Flue gas originating from a coal-fired power plant was used as a carbon dioxide source for microalgae cultivation. Raw flue gas without scrubbing or desulfurization was diluted with compressed air in such a way as to attain 1%, 2%, and 4% CO2. Throughout the 2010, from May to October, growth response was studied. While sparging pure CO2, a proportionate increase in the biomass was observed corresponding to the increasing CO2 percentage (1%, 2%, and 4%). CO2 in the form of flue gas yielded less growth with increasing percentage; however, the lipid production revealed a steady elevation on sparging a higher percentage of flue gas.
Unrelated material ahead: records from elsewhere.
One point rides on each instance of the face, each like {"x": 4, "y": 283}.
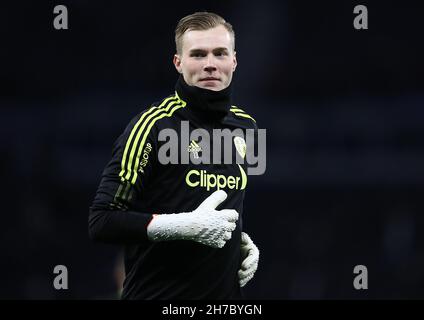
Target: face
{"x": 207, "y": 58}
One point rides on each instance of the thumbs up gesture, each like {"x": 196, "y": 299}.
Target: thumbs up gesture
{"x": 205, "y": 224}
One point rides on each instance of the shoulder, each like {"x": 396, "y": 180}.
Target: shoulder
{"x": 164, "y": 108}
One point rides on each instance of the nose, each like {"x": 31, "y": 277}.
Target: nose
{"x": 210, "y": 64}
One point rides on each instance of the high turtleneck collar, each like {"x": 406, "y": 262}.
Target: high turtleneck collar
{"x": 214, "y": 104}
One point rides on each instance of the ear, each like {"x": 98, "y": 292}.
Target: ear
{"x": 177, "y": 63}
{"x": 234, "y": 61}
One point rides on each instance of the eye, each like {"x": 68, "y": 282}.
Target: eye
{"x": 197, "y": 55}
{"x": 221, "y": 54}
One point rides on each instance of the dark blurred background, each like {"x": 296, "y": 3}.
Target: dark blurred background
{"x": 343, "y": 109}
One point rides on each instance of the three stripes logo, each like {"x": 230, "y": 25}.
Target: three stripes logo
{"x": 132, "y": 156}
{"x": 194, "y": 149}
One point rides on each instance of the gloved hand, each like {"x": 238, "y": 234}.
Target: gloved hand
{"x": 204, "y": 225}
{"x": 250, "y": 255}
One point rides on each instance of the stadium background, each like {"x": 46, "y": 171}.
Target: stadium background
{"x": 344, "y": 116}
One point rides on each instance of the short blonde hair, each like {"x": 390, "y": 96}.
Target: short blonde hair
{"x": 200, "y": 21}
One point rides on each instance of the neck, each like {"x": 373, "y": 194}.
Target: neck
{"x": 214, "y": 104}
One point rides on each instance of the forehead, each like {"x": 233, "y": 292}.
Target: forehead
{"x": 207, "y": 39}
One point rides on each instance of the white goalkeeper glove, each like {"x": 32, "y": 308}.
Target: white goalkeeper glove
{"x": 204, "y": 225}
{"x": 250, "y": 255}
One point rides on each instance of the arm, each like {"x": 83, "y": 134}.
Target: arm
{"x": 111, "y": 221}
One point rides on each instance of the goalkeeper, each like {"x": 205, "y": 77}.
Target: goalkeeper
{"x": 181, "y": 224}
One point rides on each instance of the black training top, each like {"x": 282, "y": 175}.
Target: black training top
{"x": 138, "y": 183}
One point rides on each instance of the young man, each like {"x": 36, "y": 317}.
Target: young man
{"x": 181, "y": 223}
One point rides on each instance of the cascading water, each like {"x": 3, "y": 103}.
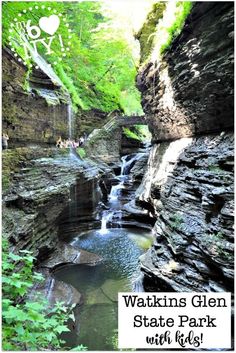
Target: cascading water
{"x": 119, "y": 249}
{"x": 70, "y": 120}
{"x": 115, "y": 204}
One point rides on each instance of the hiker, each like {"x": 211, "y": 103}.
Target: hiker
{"x": 59, "y": 143}
{"x": 5, "y": 139}
{"x": 81, "y": 141}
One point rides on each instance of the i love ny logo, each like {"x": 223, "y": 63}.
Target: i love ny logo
{"x": 43, "y": 35}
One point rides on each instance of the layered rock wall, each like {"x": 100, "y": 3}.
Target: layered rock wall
{"x": 41, "y": 192}
{"x": 188, "y": 101}
{"x": 191, "y": 90}
{"x": 34, "y": 106}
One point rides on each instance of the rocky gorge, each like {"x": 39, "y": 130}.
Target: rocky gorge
{"x": 188, "y": 101}
{"x": 178, "y": 190}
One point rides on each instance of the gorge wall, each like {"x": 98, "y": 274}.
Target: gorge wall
{"x": 34, "y": 105}
{"x": 188, "y": 187}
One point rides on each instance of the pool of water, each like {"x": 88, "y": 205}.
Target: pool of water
{"x": 99, "y": 285}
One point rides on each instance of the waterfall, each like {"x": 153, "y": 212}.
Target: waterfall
{"x": 50, "y": 288}
{"x": 70, "y": 120}
{"x": 115, "y": 191}
{"x": 127, "y": 162}
{"x": 115, "y": 204}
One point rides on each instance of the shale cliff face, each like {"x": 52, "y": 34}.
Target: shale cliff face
{"x": 188, "y": 187}
{"x": 43, "y": 193}
{"x": 33, "y": 114}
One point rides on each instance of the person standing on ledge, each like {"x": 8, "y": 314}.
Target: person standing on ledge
{"x": 5, "y": 139}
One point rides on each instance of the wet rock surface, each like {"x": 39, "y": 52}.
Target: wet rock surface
{"x": 44, "y": 191}
{"x": 191, "y": 90}
{"x": 36, "y": 113}
{"x": 54, "y": 290}
{"x": 194, "y": 243}
{"x": 67, "y": 255}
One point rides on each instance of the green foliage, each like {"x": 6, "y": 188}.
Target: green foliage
{"x": 28, "y": 325}
{"x": 99, "y": 71}
{"x": 146, "y": 33}
{"x": 182, "y": 10}
{"x": 5, "y": 182}
{"x": 81, "y": 152}
{"x": 169, "y": 26}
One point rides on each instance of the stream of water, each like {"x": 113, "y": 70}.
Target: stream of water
{"x": 120, "y": 249}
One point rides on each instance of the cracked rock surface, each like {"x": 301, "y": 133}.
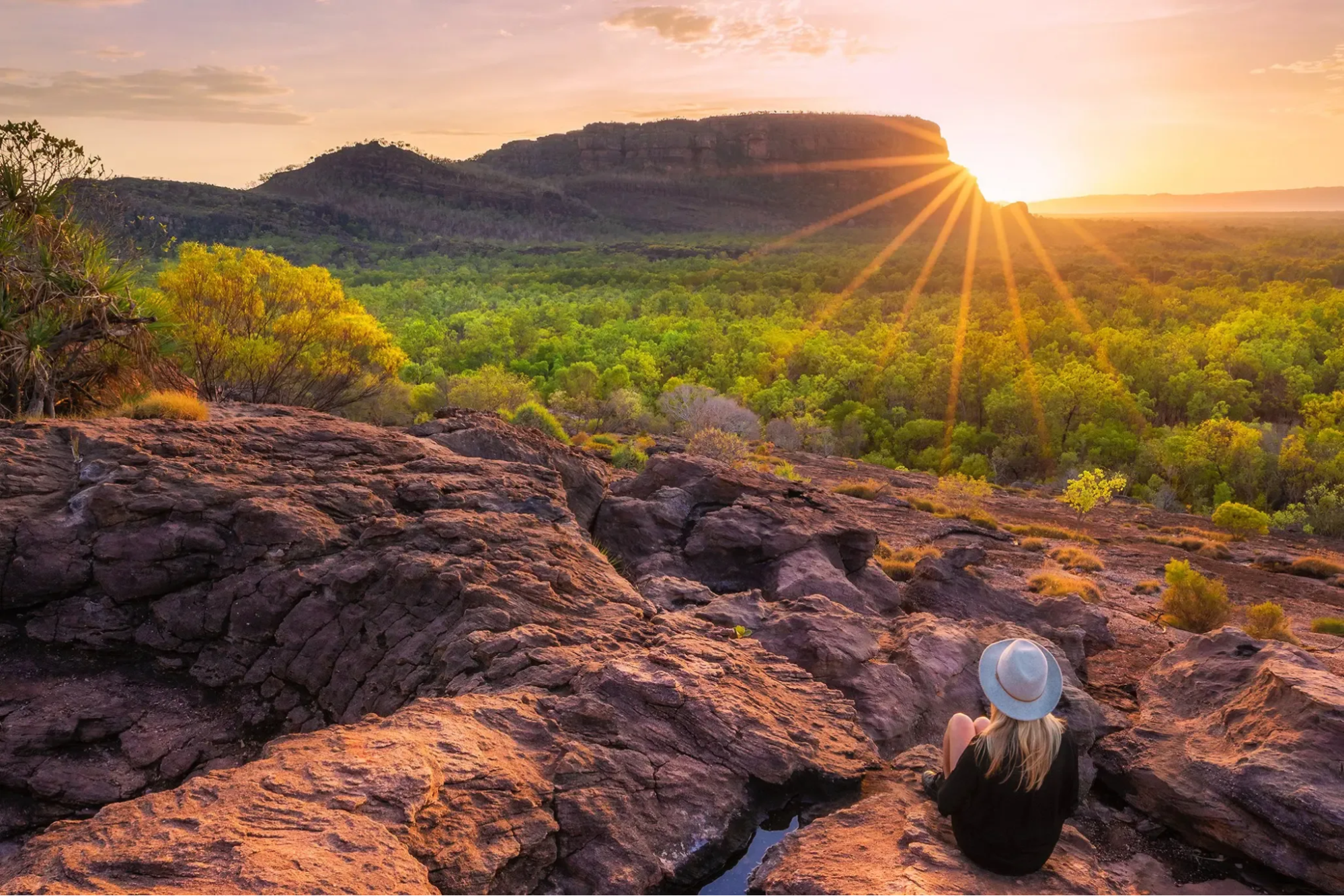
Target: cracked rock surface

To investigate the toxic effects of flue gas entities, factors related to the stress-stabilization mechanisms were studied. Activity staining of stress stabilizing enzymes-superoxide dismutase and esterase showed increased activity. The used concentration of flue gas has not hindered the algal growth, which was evident by the organism's active nitrogen metabolism as revealed by the increased activity of glutamine synthetase. To understand the fate of CO2 metabolism; Polyphenol oxidase activity was tested, which found decreased in activity.